SANTA NATÁLIA E COMPANHEIROS, Mártires de Córdoba.


Em 711, um exército muçulmano vindo do Norte da África conquistou a Ibéria visigótica cristã. Sob o seu líder, Tárique (Tariq ibn Ziyad), eles desembarcaram em Gibraltar e colocaram a maior parte da Península Ibérica sob o jugo do Islã numa campanha que durou oito anos. A região foi rebatizada de Al-Andalus pelos novos líderes. Quando os califas omiadas foram depostos pelos abássidas em Damasco em 750 d.C., os sobreviventes da dinastia se mudaram para Córdoba e ali passaram a governar um emirado, tornando a cidade um centro da cultura islâmica ibérica.
Uma vez conquistada a Ibéria, a sharia (lei islâmica) foi imposta em todo o território. Os cristãos e os judeus eram chamados de dhimmis ("povos do livro") e estavam sujeitos à jizyah, um imposto pago por pessoa, que os permitia viver sob o regime islâmico. Sob a sharia, a blasfêmia contra o Islã, seja por muçulmanos ou dhimmis, e a apostasia eram motivos suficientes para a pena de morte.
Apesar de quatro basílicas cristãs e diversos mosteiros - mencionados no Martirológio de Eulógio - terem permanecido abertos, os moçárabes (cristãos em território muçulmano) foram gradualmente aderindo ao Islamismo, num processo estimulado pela taxação e pela discriminação legal imposta aos cristãos (como as leis regulando os filhos de casamentos entre cristãos e muçulmanos).
De forma incomum, Recafredo, bispo de Córdobra, ensinava as virtudes da tolerância e da acomodação com as autoridades muçulmanas, que não ajudou a estancar as conversões. Para espanto de Eulógio, cujos textos são a única fonte para os martírios e que passou a ser venerado como santo ainda no século IX, o bispo ficou do lado das autoridades muçulmanas contra os martírios, que ele entendia serem obra de fanáticos. O fechamento dos mosteiros começou a aparecer nos registros a partir da metade deste mesmo século.
Santo Eulógio encorajava os mártires como forma de reforçar a fé da comunidade cristã, como nos tempos das perseguições aos cristãos sob o Império Romano. Ele compôs tratados e um martirológio para justificar a autoimolação dos mártires, dos quais um único manuscrito contendo sua Documentum martyriale, os três livros de sua Memoriale sanctorum e sua Liber apologeticus martyrum, foi preservado em Oviedo, no reino cristão das Astúrias, no extremo noroeste da Ibéria.
Santo Eulógio foi enterrado na Catedral de San Salvador, em Oviedo, para onde as suas relíquias foram transladadas em 884 d.C.

As execuções
Os quarenta e oito cristãos (a maioria monges) foram martirizados em Córdoba na década de 860 por decapitação por ofensas religiosas contra o Islã.
A Acta detalhada destes martírios foi atribuída ao habilmente chamado "Eulogius" ("benção"), que foi um dos últimos a morrer. Embora a maior parte dos mártires de Córdoba terem sido hispânicos, beto-romanos ou visigodos, houve um árabe, um sírio, um monge grego e dois outros cujos nomes eram gregos.

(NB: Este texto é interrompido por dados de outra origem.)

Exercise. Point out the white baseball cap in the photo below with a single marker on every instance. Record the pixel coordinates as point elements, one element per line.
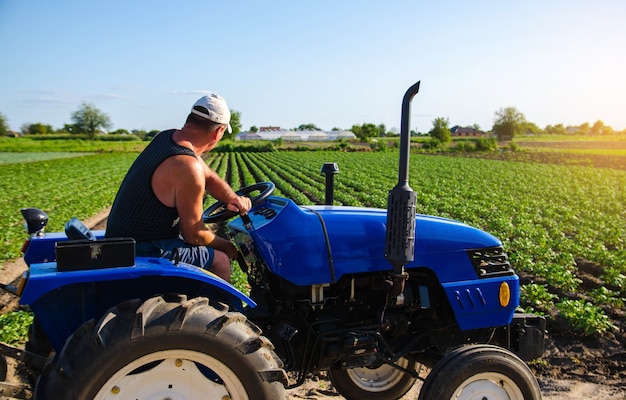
<point>213,107</point>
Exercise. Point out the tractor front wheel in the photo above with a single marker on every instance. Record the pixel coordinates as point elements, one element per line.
<point>480,372</point>
<point>385,382</point>
<point>166,348</point>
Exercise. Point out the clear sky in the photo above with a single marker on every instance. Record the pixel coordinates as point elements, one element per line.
<point>331,63</point>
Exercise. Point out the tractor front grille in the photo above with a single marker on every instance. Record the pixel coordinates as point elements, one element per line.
<point>490,262</point>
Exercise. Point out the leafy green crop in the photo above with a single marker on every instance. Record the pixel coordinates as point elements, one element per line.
<point>14,326</point>
<point>549,217</point>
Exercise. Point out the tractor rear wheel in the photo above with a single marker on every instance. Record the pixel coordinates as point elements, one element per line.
<point>382,383</point>
<point>480,372</point>
<point>166,348</point>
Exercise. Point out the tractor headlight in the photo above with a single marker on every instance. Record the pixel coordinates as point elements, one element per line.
<point>504,294</point>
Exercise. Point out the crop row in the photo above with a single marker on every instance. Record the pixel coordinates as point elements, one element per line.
<point>551,218</point>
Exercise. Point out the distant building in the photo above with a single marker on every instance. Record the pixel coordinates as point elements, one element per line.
<point>269,129</point>
<point>459,131</point>
<point>293,136</point>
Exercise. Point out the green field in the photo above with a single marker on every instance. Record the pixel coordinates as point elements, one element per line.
<point>558,223</point>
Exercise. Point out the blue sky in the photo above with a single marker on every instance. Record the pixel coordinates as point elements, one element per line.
<point>331,63</point>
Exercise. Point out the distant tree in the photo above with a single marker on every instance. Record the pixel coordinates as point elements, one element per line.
<point>308,127</point>
<point>599,128</point>
<point>235,123</point>
<point>584,128</point>
<point>530,127</point>
<point>558,129</point>
<point>4,126</point>
<point>39,129</point>
<point>89,120</point>
<point>382,130</point>
<point>440,130</point>
<point>508,123</point>
<point>366,131</point>
<point>68,128</point>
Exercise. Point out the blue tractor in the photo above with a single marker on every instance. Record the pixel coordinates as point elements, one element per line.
<point>377,298</point>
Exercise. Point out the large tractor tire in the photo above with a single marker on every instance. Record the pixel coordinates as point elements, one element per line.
<point>166,347</point>
<point>382,383</point>
<point>480,372</point>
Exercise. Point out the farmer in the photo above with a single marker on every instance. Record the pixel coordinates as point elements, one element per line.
<point>160,201</point>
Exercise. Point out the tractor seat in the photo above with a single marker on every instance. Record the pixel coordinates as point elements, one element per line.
<point>75,229</point>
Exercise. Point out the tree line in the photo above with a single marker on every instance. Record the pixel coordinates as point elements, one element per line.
<point>509,122</point>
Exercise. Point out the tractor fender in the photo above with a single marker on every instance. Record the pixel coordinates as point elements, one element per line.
<point>44,277</point>
<point>62,301</point>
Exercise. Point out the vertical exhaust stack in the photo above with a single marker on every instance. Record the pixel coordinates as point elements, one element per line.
<point>330,170</point>
<point>401,204</point>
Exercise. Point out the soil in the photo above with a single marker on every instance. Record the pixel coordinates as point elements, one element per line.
<point>573,366</point>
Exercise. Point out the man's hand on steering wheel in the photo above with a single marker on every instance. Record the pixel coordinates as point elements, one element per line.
<point>219,211</point>
<point>240,204</point>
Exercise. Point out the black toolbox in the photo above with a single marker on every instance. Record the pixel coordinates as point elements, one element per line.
<point>74,255</point>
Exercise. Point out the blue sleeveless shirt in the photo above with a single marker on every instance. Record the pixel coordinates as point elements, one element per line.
<point>136,211</point>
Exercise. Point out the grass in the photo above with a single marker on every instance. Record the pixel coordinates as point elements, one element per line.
<point>548,216</point>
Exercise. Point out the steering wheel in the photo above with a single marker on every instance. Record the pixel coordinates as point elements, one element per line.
<point>218,212</point>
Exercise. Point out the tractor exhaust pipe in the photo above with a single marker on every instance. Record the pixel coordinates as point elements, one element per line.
<point>401,206</point>
<point>330,170</point>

Santa Natália e seus companheiros
Santa Natália de Córdoba nasceu nesta cidade por volta do ano 825 d.C., em plena dominação muçulmana. Reinava então o emir Abderramán II, que acreditando que com isto amansaria o caráter indomável dos cristãos, desencadeou contra eles uma perseguição que enfrentou ainda maiores problemas.
Natália nascera de pais maometanos. Mas após a norte do pai, sendo ainda bem pequenina, sua mãe se casou em segundas núpcias com um cristão, que a converteu. Natália, portanto, foi educada nos preceitos cristãos e casou-se com Aurélio, também cristão, mas na clandestinidade, para evitar as perseguições.
Certo dia, Aurélio presenciou um espetáculo humilhante em que João, um cristão, amarrado a um jumento com o rosto voltado para a cauda do animal, era conduzido ao lugar da execução sob a gritaria dos infiéis. A partir daquele momento, os esposos resolveram ser mais corajosos e praticar sua religião em público para animar aos demais cristãos, evitando que eles aderissem à religião oficial naquele momento e lugar.
Juntaram-se a eles o casal Felix e Liliana. Pressentindo que chegava a sua hora, o casal distribuiu os seus bens aos pobres e necessitados. Félix e Liliana fizeram o mesmo,
Natalia, Aurélio, Felix e Liliana eram ibéricos cuja ascendência, ainda que religiosamente mesclada, legalmente requeria que eles professassem o islamismo. Após terem recebido quatro dias de prazo para se retratarem, eles foram condenados como apóstatas por revelarem que eram cristãos em segredo,
O diácono Jorge era um monge da Palestina que foi preso juntamente com os dois casais. Mesmo tendo recebido o perdão por ser estrangeiro, ele escolheu denunciar o Islã para poder morrer com eles.
Após juiz e verdugo tentarem de todos os meios que eles renegassem sua Fé, nem as promessas nem as torturas os demoveram; finalmente foram degolados em 27 de julho de 852,
Seus corpos foram sepultados e venerados pelos cristãos; mas, por estarem pouco seguros em Córdoba, Carlos o Calvo seis anos mais tarde providenciou o traslado do corpo de Santo Aurélio e a cabeça de Santa Natália para Saint-Germain (Paris).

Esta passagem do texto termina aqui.